参加をご希望の方は、企画委員 吉田保志子(hyoshida@affrc.go.jp)までメールでお申し込みください。定員に達し次第、締め切らせて頂きます。
<講座「鳥の学校」の実施方針>
日本鳥学会では、研究の意欲はあるが調査や分析、論文化のしかたがよくわからないという会員を対象とする講座「鳥の学校」を実施しています。観察や発見は論文として発表されてこそ後世に残り、鳥学の進歩や鳥類の保全に役立ちます。講座「鳥の学校」においては、論文を書く技術を習得するための講義と演習を行います。受講者に将来的に目指してもらう目標は、学術雑誌に原著論文・短報・観察記録などを投稿し、掲載することです。そのために、科学論文の基本と構成、初歩の統計的検定、批判的な目で論文を解読する演習といった、基本的な内容の講座を繰り返し実施していきます。
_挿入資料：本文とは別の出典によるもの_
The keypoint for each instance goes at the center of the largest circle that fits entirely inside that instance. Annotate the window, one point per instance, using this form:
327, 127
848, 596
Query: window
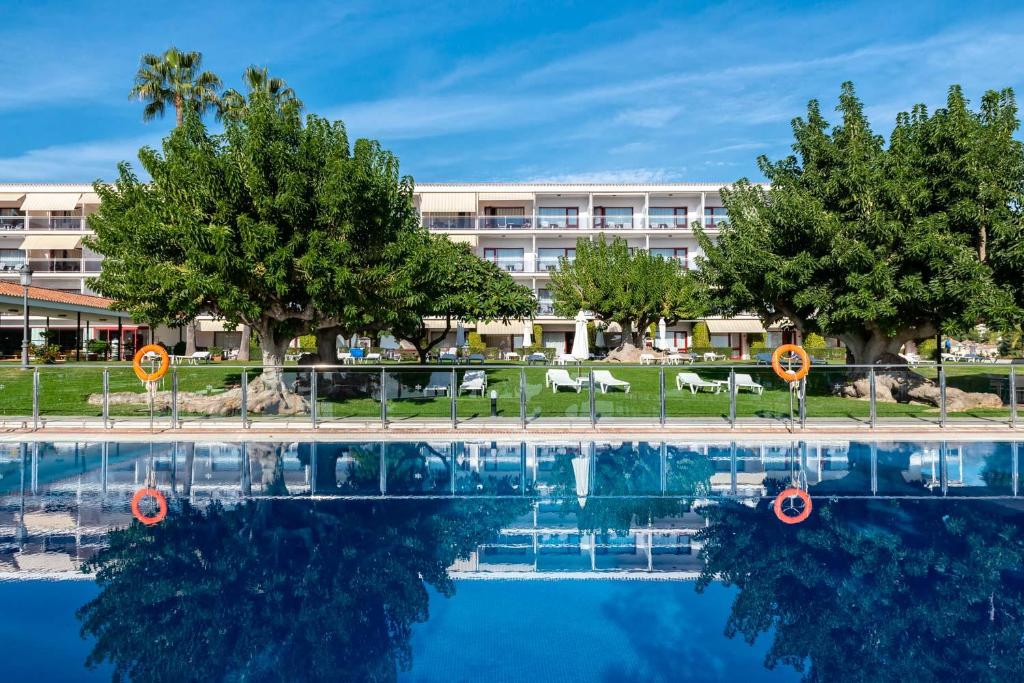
547, 257
507, 259
667, 217
11, 259
715, 215
678, 254
612, 217
558, 217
鳥学研究の推進をはかるためのもう一つの取り組みとして、「鳥の学校−テーマ別講習会−」を中上級編の講座として開きます。「鳥の学校−テーマ別講習会−」では、鳥学会員および会員外の専門家を講師として迎え、会員のレベルアップに役立つ講演や実習を行っていきます。具体的には、専門外の知識や技術、最新の統計解析手法などの習得、またそれらを通じた異分野交流の機会の提供をめざします。